Allí, según lo que escuchar yo pude, llanto no había, mas suspiros sólo, que al aire eterno le hacían
temblar.
Lo causaba la pena sin tormento que sufría una grande muchedumbre de mujeres, de niños y de
hombres.
El buen Maestro a mí: «¿No me preguntas qué espíritus son estos que estás viendo?

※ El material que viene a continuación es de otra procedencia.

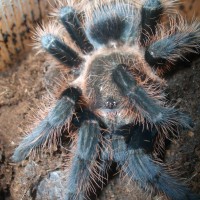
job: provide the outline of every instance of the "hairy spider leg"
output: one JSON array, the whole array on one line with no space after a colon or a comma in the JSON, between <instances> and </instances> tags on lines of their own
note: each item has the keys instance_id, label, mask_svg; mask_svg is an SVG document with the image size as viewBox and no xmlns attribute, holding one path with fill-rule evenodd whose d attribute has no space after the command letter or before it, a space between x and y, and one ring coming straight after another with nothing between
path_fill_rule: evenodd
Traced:
<instances>
[{"instance_id":1,"label":"hairy spider leg","mask_svg":"<svg viewBox=\"0 0 200 200\"><path fill-rule=\"evenodd\" d=\"M138 10L125 3L103 5L86 21L86 33L95 47L133 42L139 27ZM127 17L129 16L129 17Z\"/></svg>"},{"instance_id":2,"label":"hairy spider leg","mask_svg":"<svg viewBox=\"0 0 200 200\"><path fill-rule=\"evenodd\" d=\"M98 121L88 112L83 112L84 119L78 130L76 151L67 177L65 200L84 199L96 191L94 183L98 179L100 127Z\"/></svg>"},{"instance_id":3,"label":"hairy spider leg","mask_svg":"<svg viewBox=\"0 0 200 200\"><path fill-rule=\"evenodd\" d=\"M179 19L182 20L181 18ZM153 42L146 48L145 60L151 66L164 66L166 63L174 64L176 61L186 59L188 54L197 54L200 49L200 26L197 23L191 25L179 22L180 25L175 24L177 27L173 33L157 33L157 41ZM162 30L161 30L162 31ZM163 33L164 34L164 33Z\"/></svg>"},{"instance_id":4,"label":"hairy spider leg","mask_svg":"<svg viewBox=\"0 0 200 200\"><path fill-rule=\"evenodd\" d=\"M15 149L12 159L14 162L24 160L31 151L38 147L49 146L59 142L61 129L67 128L73 116L75 105L80 98L80 92L75 88L64 90L60 99L48 115L27 135Z\"/></svg>"},{"instance_id":5,"label":"hairy spider leg","mask_svg":"<svg viewBox=\"0 0 200 200\"><path fill-rule=\"evenodd\" d=\"M145 0L141 10L141 36L140 43L145 45L149 36L155 35L156 25L163 14L163 5L160 0Z\"/></svg>"},{"instance_id":6,"label":"hairy spider leg","mask_svg":"<svg viewBox=\"0 0 200 200\"><path fill-rule=\"evenodd\" d=\"M84 28L78 18L78 14L72 7L63 7L59 11L59 18L76 45L84 54L90 53L93 46L86 37Z\"/></svg>"},{"instance_id":7,"label":"hairy spider leg","mask_svg":"<svg viewBox=\"0 0 200 200\"><path fill-rule=\"evenodd\" d=\"M48 53L67 67L76 67L82 62L82 58L57 36L46 34L41 37L41 44Z\"/></svg>"},{"instance_id":8,"label":"hairy spider leg","mask_svg":"<svg viewBox=\"0 0 200 200\"><path fill-rule=\"evenodd\" d=\"M157 104L149 97L147 92L137 85L136 80L120 64L113 70L113 80L120 88L122 94L127 96L139 113L151 124L171 127L191 128L192 120L186 114L174 108L167 108Z\"/></svg>"},{"instance_id":9,"label":"hairy spider leg","mask_svg":"<svg viewBox=\"0 0 200 200\"><path fill-rule=\"evenodd\" d=\"M150 157L157 134L155 128L148 130L142 124L121 127L112 134L113 161L121 167L125 176L136 181L144 190L155 187L173 200L198 200L198 195L178 182L166 172L162 164ZM102 154L107 155L108 159L111 153L105 148Z\"/></svg>"}]
</instances>

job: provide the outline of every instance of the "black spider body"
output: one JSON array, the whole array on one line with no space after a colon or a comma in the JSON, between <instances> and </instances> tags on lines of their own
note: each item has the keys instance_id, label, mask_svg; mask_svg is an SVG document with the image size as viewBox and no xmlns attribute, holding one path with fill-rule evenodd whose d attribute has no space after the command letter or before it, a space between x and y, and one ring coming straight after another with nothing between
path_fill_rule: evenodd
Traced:
<instances>
[{"instance_id":1,"label":"black spider body","mask_svg":"<svg viewBox=\"0 0 200 200\"><path fill-rule=\"evenodd\" d=\"M168 106L159 72L196 53L199 24L188 25L179 17L177 26L173 18L168 28L159 25L161 15L175 1L79 3L61 3L58 11L74 41L71 45L53 28L38 31L39 46L73 78L47 116L16 148L14 161L59 140L64 129L75 141L66 199L87 199L87 192L103 180L112 161L142 188L154 188L173 200L199 199L152 156L162 148L159 142L192 126L186 114Z\"/></svg>"}]
</instances>

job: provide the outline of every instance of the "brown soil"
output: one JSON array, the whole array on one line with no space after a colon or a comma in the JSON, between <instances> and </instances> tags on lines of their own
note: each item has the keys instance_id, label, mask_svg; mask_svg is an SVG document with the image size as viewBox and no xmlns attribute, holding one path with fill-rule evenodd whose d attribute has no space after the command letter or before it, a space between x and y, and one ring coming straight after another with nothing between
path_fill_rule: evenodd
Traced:
<instances>
[{"instance_id":1,"label":"brown soil","mask_svg":"<svg viewBox=\"0 0 200 200\"><path fill-rule=\"evenodd\" d=\"M183 132L180 139L171 143L166 150L166 162L178 168L181 177L190 187L200 191L200 60L192 66L182 68L167 77L171 101L188 112L195 121L195 128ZM65 152L55 155L44 154L35 161L26 160L20 164L12 163L10 157L23 136L22 124L35 105L39 104L46 93L45 80L58 72L51 69L45 57L34 56L31 52L21 62L0 74L0 200L45 199L40 190L46 186L53 188L48 173L62 169ZM58 172L59 173L59 172ZM57 176L58 174L55 174ZM116 175L103 189L99 199L121 200L148 199L141 196L141 191L127 185L127 179L121 180ZM39 187L38 187L39 185ZM63 186L60 186L62 189ZM45 189L44 189L45 190ZM60 191L59 194L61 194ZM53 199L62 199L54 197ZM149 198L150 199L150 198ZM156 199L156 197L154 197Z\"/></svg>"}]
</instances>

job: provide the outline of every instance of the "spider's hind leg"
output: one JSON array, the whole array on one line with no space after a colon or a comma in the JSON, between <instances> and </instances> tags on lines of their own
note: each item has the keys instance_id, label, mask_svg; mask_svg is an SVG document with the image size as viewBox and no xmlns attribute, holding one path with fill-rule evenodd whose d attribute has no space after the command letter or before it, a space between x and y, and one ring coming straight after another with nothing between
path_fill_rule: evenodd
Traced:
<instances>
[{"instance_id":1,"label":"spider's hind leg","mask_svg":"<svg viewBox=\"0 0 200 200\"><path fill-rule=\"evenodd\" d=\"M164 167L151 159L142 149L129 150L122 170L142 188L155 188L172 200L198 200L183 183L177 181Z\"/></svg>"},{"instance_id":2,"label":"spider's hind leg","mask_svg":"<svg viewBox=\"0 0 200 200\"><path fill-rule=\"evenodd\" d=\"M86 37L85 31L72 7L64 7L59 11L59 18L76 45L86 54L93 50L93 46Z\"/></svg>"},{"instance_id":3,"label":"spider's hind leg","mask_svg":"<svg viewBox=\"0 0 200 200\"><path fill-rule=\"evenodd\" d=\"M84 199L96 189L100 175L96 172L99 164L100 127L98 121L87 111L83 111L83 120L78 130L78 140L72 164L67 176L65 200Z\"/></svg>"},{"instance_id":4,"label":"spider's hind leg","mask_svg":"<svg viewBox=\"0 0 200 200\"><path fill-rule=\"evenodd\" d=\"M20 162L29 156L34 149L50 146L52 143L58 142L61 136L61 129L64 126L67 128L79 98L80 93L75 88L68 88L63 91L55 107L15 149L12 156L13 161Z\"/></svg>"}]
</instances>

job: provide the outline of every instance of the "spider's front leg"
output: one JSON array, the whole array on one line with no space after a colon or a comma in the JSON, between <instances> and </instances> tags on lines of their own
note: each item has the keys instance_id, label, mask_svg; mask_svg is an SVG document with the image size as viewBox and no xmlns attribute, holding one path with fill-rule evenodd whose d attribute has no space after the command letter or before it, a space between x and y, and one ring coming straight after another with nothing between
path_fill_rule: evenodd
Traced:
<instances>
[{"instance_id":1,"label":"spider's front leg","mask_svg":"<svg viewBox=\"0 0 200 200\"><path fill-rule=\"evenodd\" d=\"M48 115L15 149L12 156L13 161L20 162L24 160L32 150L38 147L49 146L59 141L61 129L63 127L67 128L70 123L80 95L79 90L75 88L64 90L54 108L50 110Z\"/></svg>"},{"instance_id":2,"label":"spider's front leg","mask_svg":"<svg viewBox=\"0 0 200 200\"><path fill-rule=\"evenodd\" d=\"M191 119L184 113L174 108L163 107L152 99L141 86L137 85L136 80L122 65L118 65L113 71L113 80L121 89L122 94L128 97L133 106L149 123L164 129L173 125L183 128L193 126Z\"/></svg>"},{"instance_id":3,"label":"spider's front leg","mask_svg":"<svg viewBox=\"0 0 200 200\"><path fill-rule=\"evenodd\" d=\"M125 129L123 129L125 130ZM120 131L115 134L124 135ZM114 160L122 167L131 180L145 190L156 189L172 200L198 200L200 197L184 184L177 181L163 167L154 161L150 152L157 136L155 129L147 130L143 125L134 125L127 130L128 139L113 140ZM150 192L150 191L148 191Z\"/></svg>"},{"instance_id":4,"label":"spider's front leg","mask_svg":"<svg viewBox=\"0 0 200 200\"><path fill-rule=\"evenodd\" d=\"M99 123L88 111L83 111L82 117L76 150L67 176L65 200L86 198L89 192L95 191L94 184L98 185L97 179L100 179L96 173L99 168Z\"/></svg>"},{"instance_id":5,"label":"spider's front leg","mask_svg":"<svg viewBox=\"0 0 200 200\"><path fill-rule=\"evenodd\" d=\"M148 36L154 35L156 32L156 25L163 14L164 7L160 0L145 0L141 10L141 44L145 44Z\"/></svg>"},{"instance_id":6,"label":"spider's front leg","mask_svg":"<svg viewBox=\"0 0 200 200\"><path fill-rule=\"evenodd\" d=\"M165 65L187 60L188 55L199 53L200 25L198 22L188 25L181 16L178 16L171 19L168 29L158 27L156 40L146 47L145 60L151 66L162 69Z\"/></svg>"}]
</instances>

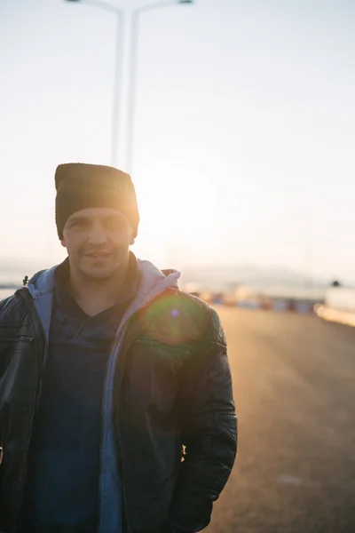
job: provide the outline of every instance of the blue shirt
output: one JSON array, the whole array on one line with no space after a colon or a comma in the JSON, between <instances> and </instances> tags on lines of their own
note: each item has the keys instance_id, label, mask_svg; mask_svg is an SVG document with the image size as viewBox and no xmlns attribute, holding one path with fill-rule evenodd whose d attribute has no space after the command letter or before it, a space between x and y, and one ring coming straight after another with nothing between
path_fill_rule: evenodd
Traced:
<instances>
[{"instance_id":1,"label":"blue shirt","mask_svg":"<svg viewBox=\"0 0 355 533\"><path fill-rule=\"evenodd\" d=\"M102 394L110 347L137 290L130 257L124 294L89 317L68 290L67 259L55 272L49 357L28 461L25 531L96 533Z\"/></svg>"}]
</instances>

Quiero que
sepas, antes de seguir, que no pecaron: y aunque tengan méritos, no basta, pues están sin el
bautismo, donde la fe en que crees principio tiene.
Al cristianismo fueron anteriores, y a Dios debidamente no adoraron: a éstos tales yo mismo
pertenezco.
Por tal defecto, no por otra culpa, perdidos somos, y es nuestra condena vivir sin esperanza en el
deseo. » Sentí en el corazón una gran pena, puesto que gentes de mucho valor vi que en el limbo
estaba suspendidos.
«Dime, maestro, dime, mi señor -yo comencé por querer estar cierto de aquella fe que vence la
ignorancia- : ¿salió alguno de aquí, que por sus méritos o los de otro, se hiciera luego santo?» Y
éste, que comprendió mi hablar cubierto, respondió: «Yo era nuevo en este estado, cuando vi aquí
bajar a un poderoso, coronado con signos de victoria.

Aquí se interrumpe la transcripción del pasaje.